Now it’s a simple change to split the work across rayon‘s threads:

// The following loop assumes the first row or column of
// `output_data` is the first row or column inside `bounds`.
let mut output_data = if vertical {
    output_data.split_at_column(bounds.x0 as u32).1
} else {
    output_data.split_at_row(bounds.y0 as u32).1
};

// Establish a scope for the threads.
rayon::scope(|s| {
    for i in other_axis_min..other_axis_max {
        // Split off one row or column and launch its
        // processing on another thread.

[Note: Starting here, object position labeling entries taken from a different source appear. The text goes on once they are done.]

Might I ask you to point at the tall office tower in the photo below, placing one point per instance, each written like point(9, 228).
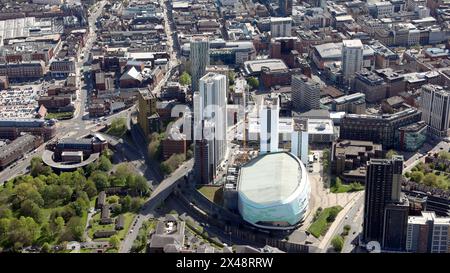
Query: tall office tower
point(269, 114)
point(428, 234)
point(199, 56)
point(203, 171)
point(352, 58)
point(385, 211)
point(280, 26)
point(146, 108)
point(210, 123)
point(435, 108)
point(285, 7)
point(305, 93)
point(300, 140)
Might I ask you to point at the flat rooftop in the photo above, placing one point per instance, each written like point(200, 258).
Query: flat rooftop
point(270, 178)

Thanks to the
        // initial split before the loop, there's no special
        // case for the very first split.
        let (mut current, remaining) = if vertical {
            output_data.split_at_column(1)
        } else {
            output_data.split_at_row(1)
        };

        output_data = remaining;

        // Spawn the thread for this row or column.
        s.spawn(move |_| {
            // Helper function for setting the pixels.
            let mut set_pixel = |j, pixel| {
                // We're processing rows or columns
                // one-by-one, so the other coordinate is
                // always 0.
                let (x, y) =
                    if vertical { (0, j) } else { (j, 0) };
                current.set_pixel(pixel, x, y);
            };

            // Processing the first pixel
            // <...>

            // Inner loop
            for j in main_axis_min + 1..main_axis_max {
                // <...>
            }
        });
    }
});

Let’s measure the performance. In the end of the previous section we had:

└─ time ./rsvg-convert -o temp.png mobile_phone_01.svg
7.47user 0.63system 0:06.04elapsed 134%CPU (0avgtext+0avgdata 271328maxresident)k
0inputs+2432outputs (0major+714460minor)pagefaults 0swaps

And now after the parallelization:

└─ time ./rsvg-convert -o temp.png mobile_phone_01.svg
10.32user 1.10system 0:04.57elapsed 250%CPU (0avgtext+0avgdata 272588maxresident)k
0inputs+2432outputs (0major+1009498minor)pagefaults 0swaps

We cut another 1.5 seconds and further increased the CPU utilization!

Conclusion

Rayon is an excellent crate which provides a multitude of ways for safely parallelizing Rust code. It builds on idiomatic concepts such as iterators, but also contains a number of other convenient ways for parallelizing code when standard iterators aren’t sufficient or wouldn’t be very convenient. It uses the Rust’s type system to statically guarantee the absence of data races and manages the low-level details on its own allowing the programmer to focus on the actual computation.

The parallelized filters are now included in the latest development release of librsvg for testing if using multiple threads leads to any issues downstream.